National Archives 3- Cassie Haynes

The files that I looked at dealt with liberty bonds and specifically how they were canceled after a person of Asian descent was sent back to Asia. Noor Din was an Indian national who came to the United States in 1922. Din applied for admission to the United States and was approved for temporary admission. He was denied admission into the country through San Francisco then he reapplied for entrance and was denied again. He left in 1914 to return to India, prior to leaving he made sure he had letters of recommendations from white Americans who knew him saying he was a good alien. Upon returning to the US and trying to gain entry he was denied because these letters were not seen as valid so he was denied entry. Eventually Noor Din is able to get into the United States, but his approval was not in the file iI was able to find out more about him through Din was seen again in the 1930 census where he had a 5-year-old daughter. He appears one more time in the 1950’s social security it also lists his residence in El Centro, California. Many South Asians settled In southern California where there was a large ethnic enclave. There were other liberty bonds, but they were for Chinese immigrants.

File 54988/36, Subject Correspondence, 1906-1932, Records of the Immigration and Naturalization Service, RG 85 (National Archives, Washington, DC)

Archives Post 2-Cassie Haynes

On this trip most of the files that I went through a case file that had men with the last name Singh. Most of these men were deported based on their entry to the Unites States. The largest file was 53246/4 dealt with Teja Singh who entered the country multiple times illegally. Singh was able to enter the country through Mexico to be an agricultural laborer. The case file spanned from 1922 to 1934 during this time he applied for citizenship. He reapplied one final time and was denied readmission to the United States because of the Barred Zone Act in 1938. He was also denied because he did not have favorable action. Teja first entered the country in 1922 through Mexico and was sent for deportation in 1924 due to the Barred Zone Act but wasn’t deported until 1925. There were some letters that were written by those who knew who he was to show his good character. Clearly these letters do nothing for him since he was deported. There was a statement that talks about his deportation via a ship to Hong Kong then India. He was also held in San Francisco and by the paperwork it seems he was held at Angel Island. Another file 53246/5 and 6 look at the two other men who were with Teja and deported. They also entered the United States through Mexico during the time of the ban. These men were sent to India via Hong Kong as well and it cost the government about $75 to do so. Most deportation was based on who was coming into the country and how they were getting into the country. Going through Mexico was the fastest way for people to be denied entry because at the time they were more worried about the Chinese crossing the border then those of Asian descent. However, when INS found out about them entering the country it was an illegal entry. This relates to the class due to the Immigration Act of 1917 or as it is better known the Barred Zone Act. A literacy test and ban on Asian immigrants came from it. The act led to a ban that went on for well over thirty years.  

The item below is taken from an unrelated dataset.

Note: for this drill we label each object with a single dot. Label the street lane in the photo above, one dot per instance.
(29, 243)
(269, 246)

File 53246/4 , Subject and Policy files, 1893-1957, Records of Immigration and naturalization Services, RG 85 (National Archives, Washington, DC).

File 53246/5, Subject and Policy files, 1893-1957, Records of Immigration and naturalization Services, RG 85 (National Archives, Washington, DC).

National Archives Blog Post 1- Cassie Haynes

At the National Archives I came across a few interesting pieces of documentation. I found a few files that were on the exclusion and detainment of East Indian crew members. File 55179-40 talks about the detainment of a crew aboard a British steamer. This crew was detained at the port of Norfolk, Virginia and held on bond. The bond for the 21 members cost 10,500 since they were left at the port while their vessel moved on to the next port. They were eventually picked up by their ship and returned to England causing the bond to be canceled.  Another file 55179-41 also talked about crew members who left their ship and were picked up, 20 of them left the ship and four others deserted the ship. They were jailed until they could be put on a ship sent to England and the bond was also canceled for this group. These two files bring up the point that those who are on a ship are not able to leave it without being detained. It seems however, to mostly be associated with those of Asian descent as all these men were.

There were also other documents that were exclusion records and many people were denied entry because they were listed as L.P.C.’s. Those who were denied were either women who came by themselves or were young boys who entered the country under the age of 16. Finally, I looked at certificates that were on border crossings. Most of the crossing certificates dealt with those who worked for businesses and needed to go into Canada for work.

  1. File 55149-40, Subject and Policy files, 1893-1957, Records of Immigration and naturalization Services, RG 85 (National Archives, Washington, DC).
  2. File 55149-41, Subject and Policy files, 1893-1957, Records of Immigration and naturalization Services, RG 85 (National Archives, Washington, DC).